C’est à cette même période qu’a commencé le terrassement du jardin de ma grand-mère qui ayant légué de son vivant les parcelles de ses terres à ses enfants, s’est retrouvé du jour au lendemain sans jardin. Ayant passé le plus clair de mon temps dans ce jardin lorsque j’étais enfant, cet évènement a joué un rôle décisif dans ma pratique plastique durant ces dernières années.
J’ai commencé suite à cette période à glaner sur le sol des éléments « déchus », des débris de végétaux qui de prime abord pourraient paraître insipides, ordinaires, mais qui se sont avérés être une ressource inépuisable et extraordinaire pour ma pratique. 
Ici, nos jardins créoles sont divisés en deux parties distinctes, une partie ornementale et fleurie qui se trouve à l’avant de la maison, et le reste du jardin qui se résume plutôt à un petit bazar organisé où tout semble disparate et confus mais où pourtant chaque élément a une place bien précise et connue. Le jardin ornemental de Mémé c’est la partie qui dans ma famille, était sacrée, il ne fallait surtout pas casser les fleurs qui s’y trouvait au risque de se faire réprimander. C’est pourquoi lorsqu’il a disparu, j’ai arrêter de « casser » des fleurs et je me suis mise à les traiter avec délicatesse et respect comme Mémé traitait son jardin. J’ai suivi les saisons, les cycles, et ne glaner sur le sol que ce qui était tombé ou fané pour lui redonner vie sous une forme,artistique, pour révéler ces matériaux et retranscrire les lieux qui m’étaient chers.

La pièce que je présente lors ce concours a été réalisée suite aux incendies qui ont eu lieu en fin d’année 2020 dans la forêt du Maïdo, où plus de 200 hectares de forêts ont été réduit en cendres.
Le village de Petite-France, là où j’ai grandi, se trouve sur la route qui mène à la forêt du Maido.

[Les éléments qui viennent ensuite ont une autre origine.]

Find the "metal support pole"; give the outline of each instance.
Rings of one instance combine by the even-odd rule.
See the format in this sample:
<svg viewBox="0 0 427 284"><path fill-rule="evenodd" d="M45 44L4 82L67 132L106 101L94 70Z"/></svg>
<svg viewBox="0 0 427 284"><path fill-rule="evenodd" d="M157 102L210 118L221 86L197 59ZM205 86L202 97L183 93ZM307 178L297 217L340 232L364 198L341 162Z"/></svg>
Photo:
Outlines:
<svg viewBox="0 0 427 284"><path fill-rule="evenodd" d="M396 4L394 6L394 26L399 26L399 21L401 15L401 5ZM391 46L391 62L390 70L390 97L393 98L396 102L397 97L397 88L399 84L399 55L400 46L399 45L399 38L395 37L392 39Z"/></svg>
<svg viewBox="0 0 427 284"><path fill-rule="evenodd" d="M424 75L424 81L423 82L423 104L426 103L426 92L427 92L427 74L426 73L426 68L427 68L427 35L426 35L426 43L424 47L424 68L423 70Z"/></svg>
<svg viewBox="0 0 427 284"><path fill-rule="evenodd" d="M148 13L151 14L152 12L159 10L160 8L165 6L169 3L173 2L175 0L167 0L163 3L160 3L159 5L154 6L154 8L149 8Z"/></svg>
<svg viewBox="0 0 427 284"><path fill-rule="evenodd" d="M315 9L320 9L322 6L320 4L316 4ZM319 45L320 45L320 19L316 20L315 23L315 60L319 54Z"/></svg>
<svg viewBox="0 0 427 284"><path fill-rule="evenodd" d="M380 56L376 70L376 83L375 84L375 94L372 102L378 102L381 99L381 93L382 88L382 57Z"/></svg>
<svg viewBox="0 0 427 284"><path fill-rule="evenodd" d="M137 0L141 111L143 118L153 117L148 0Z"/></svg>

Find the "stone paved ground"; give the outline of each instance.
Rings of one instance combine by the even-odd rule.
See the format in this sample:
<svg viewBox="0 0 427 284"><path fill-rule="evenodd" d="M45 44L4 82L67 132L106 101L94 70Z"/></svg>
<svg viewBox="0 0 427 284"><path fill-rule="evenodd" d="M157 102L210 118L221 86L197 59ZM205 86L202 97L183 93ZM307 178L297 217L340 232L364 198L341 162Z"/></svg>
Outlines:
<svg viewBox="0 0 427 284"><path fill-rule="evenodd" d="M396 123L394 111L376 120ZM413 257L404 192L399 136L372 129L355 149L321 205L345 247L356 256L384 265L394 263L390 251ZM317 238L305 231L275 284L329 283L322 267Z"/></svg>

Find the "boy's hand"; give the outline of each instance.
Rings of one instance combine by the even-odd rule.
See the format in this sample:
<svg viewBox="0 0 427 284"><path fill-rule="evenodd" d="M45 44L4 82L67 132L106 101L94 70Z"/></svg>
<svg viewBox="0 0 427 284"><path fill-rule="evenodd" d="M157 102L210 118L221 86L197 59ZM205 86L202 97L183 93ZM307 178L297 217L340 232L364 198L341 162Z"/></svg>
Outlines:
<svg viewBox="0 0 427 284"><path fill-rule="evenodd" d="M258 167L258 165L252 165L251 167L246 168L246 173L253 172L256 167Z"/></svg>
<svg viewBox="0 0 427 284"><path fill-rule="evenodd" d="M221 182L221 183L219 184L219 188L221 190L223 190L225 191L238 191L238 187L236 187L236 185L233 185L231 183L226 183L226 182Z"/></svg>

J’ai grandi tout près de ce lieu et il m'a semblé comme une urgence de réaliser des collagraphies qui témoigneraient de ce carnage. Pour ce faire je me suis rendue dans cette forêt et j’y ai prélevé des éléments qui m’ont servi à réaliser ma matrice et à ancrer littéralement la scène dans le papier de façon indélébile.

Sur cette estampe j’ai représenté un fanjan ainsi que des tamarins des hauts anormalement sans feuilles, ce sont deux plantes emblématiques des forêts qui longent la route du Maïdo. J’ai travaillé l’encrage afin qu’il puisse retranscrire ce côté brûlé du bois, et cette atmosphère assez lourde. Le format relativement petit de la matrice (12,5x16,3) force le spectateur à s’attarder sur les éléments et à regarder de plus près la scène. Le format de la matrice renvoie également à un format carte postale fait contraste avec l’imagerie des gravures coloniales et à ces paysages dits de « cartes postales » qui reflétaient elles des vues idéalisés mais qui à mesure du temps et des dégâts occasionnés par l’homme, tendent à disparaitre.